Each of the kneaded materials was press-vulcanized at 160 ° C. for 10 minutes to obtain a sheet having a thickness of 2 mm, and subjected to secondary vulcanization at 200 ° C. for 4 hours. The normal physical properties (strength at break and elongation) of the vulcanized sheet were measured using ORIENTC TENSILON according to JIS K6301. The vulcanized sheet produced in the same manner was heat-aged in a 250 ° C. oven for 70 hours, and the aging properties were measured.
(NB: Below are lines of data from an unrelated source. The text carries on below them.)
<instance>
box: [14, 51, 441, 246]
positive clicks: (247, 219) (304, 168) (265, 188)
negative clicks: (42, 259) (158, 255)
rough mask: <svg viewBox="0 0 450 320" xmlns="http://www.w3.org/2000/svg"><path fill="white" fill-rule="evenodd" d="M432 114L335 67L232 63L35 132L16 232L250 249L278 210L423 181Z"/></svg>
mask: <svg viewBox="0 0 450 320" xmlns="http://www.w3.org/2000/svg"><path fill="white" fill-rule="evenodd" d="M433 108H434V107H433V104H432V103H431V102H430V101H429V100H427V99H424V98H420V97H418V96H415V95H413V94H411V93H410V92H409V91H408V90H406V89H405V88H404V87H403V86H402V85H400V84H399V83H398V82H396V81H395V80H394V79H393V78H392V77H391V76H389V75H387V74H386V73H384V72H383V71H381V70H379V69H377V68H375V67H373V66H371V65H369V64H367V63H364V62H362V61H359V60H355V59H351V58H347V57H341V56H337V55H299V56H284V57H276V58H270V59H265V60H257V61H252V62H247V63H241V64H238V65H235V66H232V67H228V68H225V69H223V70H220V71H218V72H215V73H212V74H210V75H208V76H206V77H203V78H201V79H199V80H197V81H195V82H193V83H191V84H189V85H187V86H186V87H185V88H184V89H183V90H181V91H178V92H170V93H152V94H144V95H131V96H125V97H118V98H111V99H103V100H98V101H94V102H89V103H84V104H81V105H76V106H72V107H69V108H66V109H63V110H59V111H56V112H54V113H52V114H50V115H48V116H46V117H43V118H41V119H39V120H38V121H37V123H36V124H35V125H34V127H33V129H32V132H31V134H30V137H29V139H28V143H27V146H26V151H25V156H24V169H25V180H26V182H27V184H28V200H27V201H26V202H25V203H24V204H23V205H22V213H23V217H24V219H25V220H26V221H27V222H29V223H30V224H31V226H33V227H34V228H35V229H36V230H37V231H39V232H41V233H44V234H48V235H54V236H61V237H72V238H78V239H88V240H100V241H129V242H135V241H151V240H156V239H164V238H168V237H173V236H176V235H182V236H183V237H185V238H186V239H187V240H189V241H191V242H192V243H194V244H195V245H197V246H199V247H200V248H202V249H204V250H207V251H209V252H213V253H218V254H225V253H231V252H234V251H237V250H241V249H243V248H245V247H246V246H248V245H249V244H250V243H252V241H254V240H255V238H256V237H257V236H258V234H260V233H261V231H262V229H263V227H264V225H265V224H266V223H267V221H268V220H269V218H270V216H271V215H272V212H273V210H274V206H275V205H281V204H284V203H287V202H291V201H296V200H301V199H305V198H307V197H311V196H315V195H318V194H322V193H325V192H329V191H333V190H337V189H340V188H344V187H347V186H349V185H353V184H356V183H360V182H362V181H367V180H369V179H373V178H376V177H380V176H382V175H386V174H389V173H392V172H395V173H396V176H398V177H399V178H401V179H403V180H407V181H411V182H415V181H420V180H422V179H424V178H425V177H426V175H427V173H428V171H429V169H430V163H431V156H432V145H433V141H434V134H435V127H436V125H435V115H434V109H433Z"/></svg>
Table 2 shows the results.

[0035]

[Table 2]

[Brief description of the drawings]

FIG. 1 is an IR chart of a product obtained in Example 1.

FIG. 2 is an IR chart of the product obtained in Example 2.

FIG. 3 is an IR chart of a product obtained in Example 10.

Claims (5)

[Claims] 1. A general _{formula: CH 2 = CFCF 2 O- (} CF 2 O) x - (CF 2 CF 2 O) y - (CX 1 2 CF 2 CF 2 O) z - (CFX 2
CF ₂ O) _w -CFX ³ -CN (wherein X ¹ is a hydrogen atom, a fluorine atom or a chlorine atom, X ² is a hydrogen atom, a chlorine atom, a methyl group or a trifluoromethyl group, X ³ is a hydrogen atom, Represents a fluorine atom, a chlorine atom or a trifluoromethyl group, x, y, z and w each independently represent a number of 0 to 20, provided that
The sum of x, y, z and w does not exceed 20. ) A fluorine-containing nitrile represented by the formula: 2. CH ₂ ＣＦCFCF ₂ O—CF (CF ₃ ) —C
_{N, CH 2 = CFCF 2 O} -CF (CF 3) CF 2 0-CF (C
F ₃₎ -CN or _{CH 2 = CFCF 2 O- [CF} (CF 3) CF 2 0] 2 -CF (C
F ₃₎ a fluorine-containing nitrile according to claim 1 is -CN. 3. A compound of the general formula: (Wherein, Rf is the formula _{:-( CF 2 O) x - (} CF 2 CF 2 O) y - (CX 1 2 CF 2 CF
₂ O) _z- (CFX ² CF ₂ O) _w -CFX ^3- (where X ¹ X ² X ³ xyz and w are as defined above). A) a fluorine-containing polyfunctional triazine compound represented by the formula: 4. The molecular weight is from 1,000 to 1,000,000.
The fluorinated nitrile polymer according to claim 1, wherein 5. A compound having a molecular weight of 1,000 to 1,000,000.
The copolymer of fluorinated nitrile and another copolymerizable monomer according to claim 1 or 2, wherein the content of fluorinated nitrile is 0.1 to 99 mol%.